While researching an earlier exhibition, curators Richard Chamberlain and Geoffrey Rayner had stumbled across a copy of Glamour magazine from 1960 that included an image of a dress made from a particular fabric: ‘Bright Butterflies, designed by Andy Warhol’. For around a decade, Chamberlain and Rayner scoured vintage stores and collections to track down fabrics which, on the basis of style, could have possibly been designed by Warhol. They then set about authenticating the fabrics as ‘Warhols’ through archival research, comparison to known illustrations and any available documentation.
At the Textile Museum, bolts of fabric and garments are set against dark grey walls, spotlit and presented largely at eye level. This encourages close looking, essential for appreciating the intricacy of the designs.
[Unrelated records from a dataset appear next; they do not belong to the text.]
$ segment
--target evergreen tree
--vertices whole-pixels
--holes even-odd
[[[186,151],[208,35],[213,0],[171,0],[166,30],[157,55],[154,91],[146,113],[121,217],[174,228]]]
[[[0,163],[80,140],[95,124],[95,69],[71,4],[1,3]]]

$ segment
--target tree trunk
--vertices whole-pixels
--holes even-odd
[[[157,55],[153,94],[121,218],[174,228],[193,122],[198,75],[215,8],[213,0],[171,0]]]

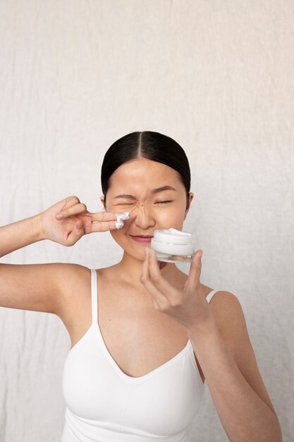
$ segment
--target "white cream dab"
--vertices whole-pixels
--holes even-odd
[[[130,212],[123,212],[123,213],[120,213],[116,215],[117,221],[116,222],[116,229],[121,229],[123,227],[123,220],[128,220]]]

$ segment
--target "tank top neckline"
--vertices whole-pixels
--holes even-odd
[[[176,361],[178,359],[180,358],[182,355],[183,355],[185,353],[186,353],[188,351],[190,354],[190,357],[191,357],[191,359],[193,362],[193,366],[195,369],[195,371],[197,373],[198,377],[200,380],[201,381],[202,384],[203,384],[202,379],[199,372],[198,366],[195,359],[193,347],[192,345],[192,342],[190,340],[190,339],[188,340],[185,347],[178,353],[175,354],[175,356],[173,356],[172,358],[166,361],[166,362],[161,364],[161,365],[159,365],[158,367],[154,369],[153,370],[151,370],[151,371],[149,371],[148,373],[146,373],[145,374],[143,374],[142,376],[129,376],[128,374],[126,374],[126,373],[125,373],[121,369],[121,367],[118,365],[114,358],[112,357],[111,354],[108,350],[106,345],[104,342],[104,340],[103,338],[100,325],[98,321],[97,273],[95,269],[91,268],[90,270],[91,270],[91,298],[92,298],[92,325],[91,325],[91,328],[94,327],[94,329],[96,330],[97,333],[94,333],[94,335],[99,340],[102,345],[102,348],[104,350],[104,353],[106,357],[109,359],[110,363],[114,366],[116,372],[119,374],[119,376],[122,377],[123,378],[126,379],[130,382],[138,382],[139,381],[145,380],[152,376],[154,376],[154,374],[157,373],[159,373],[160,371],[162,371],[165,369],[167,369],[170,366],[173,365],[175,362],[176,362]],[[214,294],[214,292],[217,291],[218,290],[212,290],[212,292],[210,292],[207,294],[207,299],[209,298],[209,300],[210,300],[210,299],[212,297],[212,294]]]

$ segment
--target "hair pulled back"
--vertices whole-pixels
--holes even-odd
[[[121,165],[136,158],[146,158],[161,162],[178,172],[185,186],[187,203],[191,174],[185,150],[173,138],[159,132],[132,132],[115,141],[106,151],[101,170],[101,185],[106,207],[109,179]]]

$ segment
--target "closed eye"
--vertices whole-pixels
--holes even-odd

What at first appears to be a regular pattern of interlocking multi-coloured pretzels on violet background, for example, in fact contains subtle permutations. This, combined with the focus of the exhibition on the fabrics themselves, reveals Warhol’s textiles to be an important stage in his stylistic development. Not only is repetition of the same motif with slight variations already present (foreshadowing Warhol’s later serial work), so too is the artist’s fascination with the everyday. During the decade before produced hundreds of Brillo or Kellogg’s Cornflakes boxes as sculptures, he was creating textiles covered in hats, brooms and luggage labels. The way in which Warhol produced his textile designs (as well as other graphic work in this period) prefigured the assembly-line style production employed in his Factory. In this case, Warhol’s original drawings, or sections of them, were traced with ink and the tracing was pressed on to absorbent paper. This allowed motifs to be reused, in different combinations, either by Warhol or his assistants. As Blake Gopnik has suggested, Warhol’s designs for textiles would have acquainted him with the screen-printing process that soon took on a key role in his later, and now most recognisable, works.
Andy Warhol and his art has been scrutinised, discussed and exhibited from many angles since his untimely death in 1987. He may be one of the world’s best-known artists, but this exhibition proves that there is still much more to say.
‘Andy Warhol: The Textiles’ is at the Fashion and Textile Museum, London, until 10 September.